# Schnell G Farmen Als Ingi



## _Eisenhorn_ (5. Juni 2008)

Liebe user
 Da ich durch dauerndes Raiden VZ / Sockeln Meines eqipes dauerpleite bin habe ich mich gefragt wie ich als ingi schnell g famren kann .( die sufu hat nichts  wirklich aufschlussreiches ergeben.)
 Also als healshamane geh die  Sunwell Daylies ned wirklich schnell also hab ich beschlossen nach Nagrad Urluft farmen zu gehn die Ausbaute waren dann 3 luftpartikel nach 1h Farmen .

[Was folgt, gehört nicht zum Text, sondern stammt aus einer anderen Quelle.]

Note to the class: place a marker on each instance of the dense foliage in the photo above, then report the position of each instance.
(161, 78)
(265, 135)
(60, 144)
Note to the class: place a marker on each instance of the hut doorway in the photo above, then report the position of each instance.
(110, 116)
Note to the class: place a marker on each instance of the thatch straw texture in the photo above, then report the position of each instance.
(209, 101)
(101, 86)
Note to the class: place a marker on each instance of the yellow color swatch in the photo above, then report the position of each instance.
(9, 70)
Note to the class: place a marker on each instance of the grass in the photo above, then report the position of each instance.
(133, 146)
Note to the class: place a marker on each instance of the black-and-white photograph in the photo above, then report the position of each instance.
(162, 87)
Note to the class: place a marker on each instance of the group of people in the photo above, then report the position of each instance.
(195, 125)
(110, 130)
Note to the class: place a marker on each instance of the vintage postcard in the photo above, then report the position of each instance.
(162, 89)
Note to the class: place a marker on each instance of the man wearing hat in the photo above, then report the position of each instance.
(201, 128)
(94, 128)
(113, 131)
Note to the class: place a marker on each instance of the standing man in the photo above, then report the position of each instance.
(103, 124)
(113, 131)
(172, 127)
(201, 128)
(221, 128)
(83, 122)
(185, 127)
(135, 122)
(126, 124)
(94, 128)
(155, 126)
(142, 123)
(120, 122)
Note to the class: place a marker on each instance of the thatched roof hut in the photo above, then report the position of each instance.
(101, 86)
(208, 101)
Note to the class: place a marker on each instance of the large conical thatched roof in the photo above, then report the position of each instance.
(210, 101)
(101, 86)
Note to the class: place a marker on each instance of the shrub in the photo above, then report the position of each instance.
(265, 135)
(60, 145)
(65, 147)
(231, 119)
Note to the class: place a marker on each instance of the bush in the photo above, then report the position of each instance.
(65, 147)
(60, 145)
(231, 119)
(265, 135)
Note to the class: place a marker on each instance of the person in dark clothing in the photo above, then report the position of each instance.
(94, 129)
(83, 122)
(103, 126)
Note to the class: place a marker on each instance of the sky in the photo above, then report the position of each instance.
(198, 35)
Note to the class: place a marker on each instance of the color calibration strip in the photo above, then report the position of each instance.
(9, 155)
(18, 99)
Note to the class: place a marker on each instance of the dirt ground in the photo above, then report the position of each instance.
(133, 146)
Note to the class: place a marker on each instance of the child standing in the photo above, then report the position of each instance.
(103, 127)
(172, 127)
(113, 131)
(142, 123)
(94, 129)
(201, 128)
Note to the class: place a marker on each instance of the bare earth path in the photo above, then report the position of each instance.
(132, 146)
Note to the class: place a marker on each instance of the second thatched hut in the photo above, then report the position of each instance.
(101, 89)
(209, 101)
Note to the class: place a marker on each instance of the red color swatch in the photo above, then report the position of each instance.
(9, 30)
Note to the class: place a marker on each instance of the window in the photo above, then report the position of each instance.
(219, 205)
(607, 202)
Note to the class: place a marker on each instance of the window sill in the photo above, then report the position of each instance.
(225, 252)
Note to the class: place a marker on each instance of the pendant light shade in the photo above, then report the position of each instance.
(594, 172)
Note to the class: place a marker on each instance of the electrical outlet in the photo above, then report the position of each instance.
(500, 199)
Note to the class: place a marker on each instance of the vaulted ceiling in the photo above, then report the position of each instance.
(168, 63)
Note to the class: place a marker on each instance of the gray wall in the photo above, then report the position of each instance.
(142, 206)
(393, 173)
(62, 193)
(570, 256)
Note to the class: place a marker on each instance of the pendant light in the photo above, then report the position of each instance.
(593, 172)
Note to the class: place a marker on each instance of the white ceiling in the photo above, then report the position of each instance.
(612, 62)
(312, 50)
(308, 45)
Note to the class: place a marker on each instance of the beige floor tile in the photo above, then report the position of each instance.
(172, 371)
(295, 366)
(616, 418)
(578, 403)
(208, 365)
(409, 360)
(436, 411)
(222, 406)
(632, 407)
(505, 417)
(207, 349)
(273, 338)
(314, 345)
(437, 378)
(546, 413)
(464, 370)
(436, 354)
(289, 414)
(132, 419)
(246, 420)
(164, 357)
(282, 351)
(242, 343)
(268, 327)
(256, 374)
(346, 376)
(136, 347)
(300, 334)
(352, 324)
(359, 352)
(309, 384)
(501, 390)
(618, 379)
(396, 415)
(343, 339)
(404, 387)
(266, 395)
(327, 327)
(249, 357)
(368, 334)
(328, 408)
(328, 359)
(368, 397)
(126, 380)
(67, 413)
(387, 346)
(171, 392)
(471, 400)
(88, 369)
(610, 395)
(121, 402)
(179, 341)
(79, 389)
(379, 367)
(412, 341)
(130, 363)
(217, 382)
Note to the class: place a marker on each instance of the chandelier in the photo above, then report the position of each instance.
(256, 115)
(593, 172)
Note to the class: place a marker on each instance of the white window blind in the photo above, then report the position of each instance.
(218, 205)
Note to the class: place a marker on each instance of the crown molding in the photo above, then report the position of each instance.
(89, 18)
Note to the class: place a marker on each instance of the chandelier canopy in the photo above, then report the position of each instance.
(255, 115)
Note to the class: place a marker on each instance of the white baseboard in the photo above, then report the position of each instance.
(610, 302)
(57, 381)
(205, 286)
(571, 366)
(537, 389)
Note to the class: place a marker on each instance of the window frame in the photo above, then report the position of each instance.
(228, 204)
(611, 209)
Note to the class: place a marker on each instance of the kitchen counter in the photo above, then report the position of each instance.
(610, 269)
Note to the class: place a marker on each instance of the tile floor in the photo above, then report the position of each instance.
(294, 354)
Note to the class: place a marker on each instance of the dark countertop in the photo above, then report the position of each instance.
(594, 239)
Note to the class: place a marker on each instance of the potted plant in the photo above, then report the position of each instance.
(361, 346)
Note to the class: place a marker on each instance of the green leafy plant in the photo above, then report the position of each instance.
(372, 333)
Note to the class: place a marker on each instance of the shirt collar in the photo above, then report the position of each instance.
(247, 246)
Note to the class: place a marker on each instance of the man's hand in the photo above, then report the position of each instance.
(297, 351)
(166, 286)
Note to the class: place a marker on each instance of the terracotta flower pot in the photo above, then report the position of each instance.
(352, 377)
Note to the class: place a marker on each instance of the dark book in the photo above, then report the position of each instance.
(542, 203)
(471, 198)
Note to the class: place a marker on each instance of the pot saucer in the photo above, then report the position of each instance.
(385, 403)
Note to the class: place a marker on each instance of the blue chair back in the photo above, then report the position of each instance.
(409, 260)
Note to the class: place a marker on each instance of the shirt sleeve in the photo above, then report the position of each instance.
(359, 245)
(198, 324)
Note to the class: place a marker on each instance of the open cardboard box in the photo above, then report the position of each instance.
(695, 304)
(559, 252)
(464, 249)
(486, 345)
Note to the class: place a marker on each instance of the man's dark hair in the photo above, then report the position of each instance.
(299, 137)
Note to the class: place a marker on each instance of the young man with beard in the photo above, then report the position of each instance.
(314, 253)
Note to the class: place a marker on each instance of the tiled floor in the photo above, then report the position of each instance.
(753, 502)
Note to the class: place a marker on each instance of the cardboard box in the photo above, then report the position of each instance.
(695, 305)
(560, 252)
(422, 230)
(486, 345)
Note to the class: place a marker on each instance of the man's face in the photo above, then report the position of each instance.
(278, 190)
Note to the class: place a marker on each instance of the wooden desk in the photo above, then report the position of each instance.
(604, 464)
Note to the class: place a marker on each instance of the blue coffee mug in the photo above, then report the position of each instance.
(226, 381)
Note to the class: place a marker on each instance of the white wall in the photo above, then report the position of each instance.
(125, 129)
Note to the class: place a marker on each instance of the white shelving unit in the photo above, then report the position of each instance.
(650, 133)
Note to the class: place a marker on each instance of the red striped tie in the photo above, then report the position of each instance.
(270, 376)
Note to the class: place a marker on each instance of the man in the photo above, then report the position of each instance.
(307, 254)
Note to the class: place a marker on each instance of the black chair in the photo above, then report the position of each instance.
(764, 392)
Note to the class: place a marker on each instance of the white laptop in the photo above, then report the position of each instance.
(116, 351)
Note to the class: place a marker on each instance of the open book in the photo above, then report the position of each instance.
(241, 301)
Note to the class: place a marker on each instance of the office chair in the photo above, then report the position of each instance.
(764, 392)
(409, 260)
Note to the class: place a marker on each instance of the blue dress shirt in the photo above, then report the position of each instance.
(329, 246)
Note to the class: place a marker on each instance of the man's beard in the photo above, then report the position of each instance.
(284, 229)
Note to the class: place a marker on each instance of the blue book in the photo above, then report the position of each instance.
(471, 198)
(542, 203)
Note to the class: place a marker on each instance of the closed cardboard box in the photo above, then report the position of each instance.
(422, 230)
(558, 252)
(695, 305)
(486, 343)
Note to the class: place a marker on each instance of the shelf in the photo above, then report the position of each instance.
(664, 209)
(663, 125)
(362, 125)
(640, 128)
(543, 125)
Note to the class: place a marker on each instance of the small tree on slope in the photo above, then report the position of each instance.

 Was ich nun von euch gerne gewusst hätte :#
1.  kann ich  durch  das farmen von  Primals mehr  g/hour  machen als  mit den daylies (habe noch das 100 % mount)
2 . habt ihr vl geheime farmspots für Primals die ihr unter Umständen Prei geben könntet 
3. ist  die oft so angeprisene Urluft überhaupt der schnellste Weg um an g zu kommen ? ( habe im Kontrast zu den 3 / partikeln in 1h    im schattenmondtal zb  3 Urschatten in 30 min gefunden .


Na dann ,flame on 


			Dieser Inhalt steht nur eingeloggten Mitgliedern zur Verfügung.
        

 

Lg


----------



## Pomela (5. Juni 2008)

daylies... und als Heiler findest auf der Insel auch schnell Anschluss an einen DDler, musste einfach mal in /1 fragen...
ansonsten gibts auch mehrere daylies, die man ganz ohne Kampf abschliessen kann zB die Beeren suchen, die Bombquest in der Schneise, die Feuerbällchen oberhalbs Thrallmars usw..


----------



## Dagonzo (5. Juni 2008)

Also 3 Luftpartikel pro Stunde? Ne also, wenn man das als Ingi farmt kommen schon pro Stunde bestimmt 7-10 Urluft zusammen. Es gibt bestimmte Stellen, die man abfarmen sollte, wo man sogar genau voraus sagen kann wo und wann sie erscheinen. Eine Stelle z.B. respawnt exakt genau alle 6 Minuten eine Wolke. Hat man mehrere dieser Stellen gefunden, kann man sehr schnell viele Partikel farmen.
Am besten plant man sich eine Route, ein Addon wie Cartographer voraus gesetzt, dann geht das recht fix.


----------



## Maternus (8. Juni 2008)

Oder man liest sich einfach mal hier etwas durch und findet mehr als ein dutzend Threads gleichen Inhalts.


----------



## Agharnius (9. Juni 2008)

Naja, also was die Luftpartikel angeht find ich die Ausbeute auch sehr mau. Hatte nat. schonmal son thread gelesen, ab nach Nagrand und an den Stellen gesucht, aber der Respawn is glaub ich ziemlich lange und dann noch die Gemeinheit mit den "unerreichbaren" Partikeln (Bug) da is man doch etwas frustriert als armer Ingi


----------



## Zelda-Freak (15. Juni 2008)

Vieleicht ändert sich das mit dem Farmen bald.Ich hab neulich gelesen,dass jemand an nem Addon(ähnlich wie Gatherer) arbeitet,das Position von den Wolken speichert. So gehts viel schneller mit farmen,da man nich immer selbst an die Notizen denken muss sondern alles automatisch geht. 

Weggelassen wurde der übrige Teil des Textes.